博報堂DYホールディングスは25日、「データ・エクスチェンジ・プラットフォーム設立準備室」を設立したと発表した。企業や団体が所有するさまざまなデータを連携させ、「より広く安全に利活用されること」を目指す。
声明によると、企業間でのデータ連携は「あまり進んでいないのが現状」であり、その背景には「コンプライアンスへの万全な対応や配慮が求められる」ことが挙げられるという。
そこで同社は、個人データを非個人情報に加工した上で統合する「k-統計化&データーフュージョン」を開発し、特許を取得。これは、ある一定以上の人数で構成されたマイクロクラスタを生成し、個人を特定できないよう「非個人化」した後に、特徴が似たマイクロクラスタを統計的に結び付ける技術だ。
同部門のエグゼクティブマネージャーである米岡励氏はCampaignのメールでの問い合わせに対し、一社のデータのみでは「深い顧客理解と、生活者が求めているコミュニケーションにつながらないという課題がありました」と回答。
例えば、「子どもが生まれた」といった顧客の家族データの変化が、ドラッグストアのPOSデータから判別できたとする。

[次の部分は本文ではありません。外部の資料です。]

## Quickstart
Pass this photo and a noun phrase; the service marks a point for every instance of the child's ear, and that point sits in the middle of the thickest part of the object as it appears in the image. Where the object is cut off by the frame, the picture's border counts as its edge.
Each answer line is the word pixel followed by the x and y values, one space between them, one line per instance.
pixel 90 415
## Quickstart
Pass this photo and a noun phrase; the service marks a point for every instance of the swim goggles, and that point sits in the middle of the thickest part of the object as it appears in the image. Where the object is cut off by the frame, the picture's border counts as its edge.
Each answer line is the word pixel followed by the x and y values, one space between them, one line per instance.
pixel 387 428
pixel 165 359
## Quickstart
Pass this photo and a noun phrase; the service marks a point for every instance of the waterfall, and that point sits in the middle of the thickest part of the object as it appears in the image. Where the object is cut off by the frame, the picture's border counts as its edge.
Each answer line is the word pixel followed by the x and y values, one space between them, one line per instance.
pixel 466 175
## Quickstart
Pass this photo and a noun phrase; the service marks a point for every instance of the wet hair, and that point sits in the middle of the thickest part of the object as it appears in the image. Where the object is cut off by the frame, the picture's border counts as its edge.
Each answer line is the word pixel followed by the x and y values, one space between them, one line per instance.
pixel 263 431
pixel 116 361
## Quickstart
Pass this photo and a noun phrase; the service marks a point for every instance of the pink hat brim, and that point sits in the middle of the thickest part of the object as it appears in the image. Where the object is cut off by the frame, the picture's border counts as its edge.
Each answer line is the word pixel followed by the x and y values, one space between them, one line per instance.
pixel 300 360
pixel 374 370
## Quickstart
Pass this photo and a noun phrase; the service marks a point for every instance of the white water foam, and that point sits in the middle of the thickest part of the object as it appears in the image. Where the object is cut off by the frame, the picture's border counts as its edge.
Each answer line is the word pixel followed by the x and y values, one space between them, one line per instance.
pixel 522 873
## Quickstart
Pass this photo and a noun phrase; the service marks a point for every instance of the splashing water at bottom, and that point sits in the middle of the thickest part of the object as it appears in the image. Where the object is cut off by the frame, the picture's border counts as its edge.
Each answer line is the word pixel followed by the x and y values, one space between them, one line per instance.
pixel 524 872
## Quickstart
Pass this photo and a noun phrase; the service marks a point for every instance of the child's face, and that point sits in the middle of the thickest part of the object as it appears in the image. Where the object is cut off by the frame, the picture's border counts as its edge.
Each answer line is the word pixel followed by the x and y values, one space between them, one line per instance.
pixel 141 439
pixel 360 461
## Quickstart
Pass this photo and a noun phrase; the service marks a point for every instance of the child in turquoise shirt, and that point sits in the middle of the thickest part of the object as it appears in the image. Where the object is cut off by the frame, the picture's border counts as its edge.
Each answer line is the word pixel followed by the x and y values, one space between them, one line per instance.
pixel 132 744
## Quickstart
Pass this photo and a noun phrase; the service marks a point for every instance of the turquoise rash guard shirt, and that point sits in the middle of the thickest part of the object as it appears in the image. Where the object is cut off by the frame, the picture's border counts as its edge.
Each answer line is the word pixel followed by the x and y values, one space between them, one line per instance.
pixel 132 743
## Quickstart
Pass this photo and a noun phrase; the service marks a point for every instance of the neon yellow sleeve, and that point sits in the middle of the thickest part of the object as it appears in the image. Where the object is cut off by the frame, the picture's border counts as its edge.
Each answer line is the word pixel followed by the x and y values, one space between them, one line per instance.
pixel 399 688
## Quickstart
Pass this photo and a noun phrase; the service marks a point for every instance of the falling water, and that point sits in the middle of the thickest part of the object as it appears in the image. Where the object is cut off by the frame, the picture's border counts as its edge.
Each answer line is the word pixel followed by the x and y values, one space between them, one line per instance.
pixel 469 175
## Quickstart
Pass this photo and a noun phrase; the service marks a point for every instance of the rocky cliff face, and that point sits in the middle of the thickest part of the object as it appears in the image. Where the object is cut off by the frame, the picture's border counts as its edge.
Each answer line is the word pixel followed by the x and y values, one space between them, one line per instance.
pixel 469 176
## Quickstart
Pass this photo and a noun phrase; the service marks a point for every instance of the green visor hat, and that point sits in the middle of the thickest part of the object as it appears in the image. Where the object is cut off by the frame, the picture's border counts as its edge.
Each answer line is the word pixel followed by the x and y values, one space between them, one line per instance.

このデータを自動車会社の顧客データと統合すれば、「子どもが生まれたら車を買うことを検討する」機会が創出された、と解釈することが可能なのだという。
「自動車会社の顧客データだけでは分からなかったチャンスを、発見することができます」と米岡氏。データは、データホルダーから拠出される時点で非個人データとなっているため、「法令違反のリスク無く、データを扱うことができる」とも。
同社は、データの安全な流通と利活用を目指し、産業技術総合研究所と協業。同所の「人工知能技術コンソーシアム」にも参画している。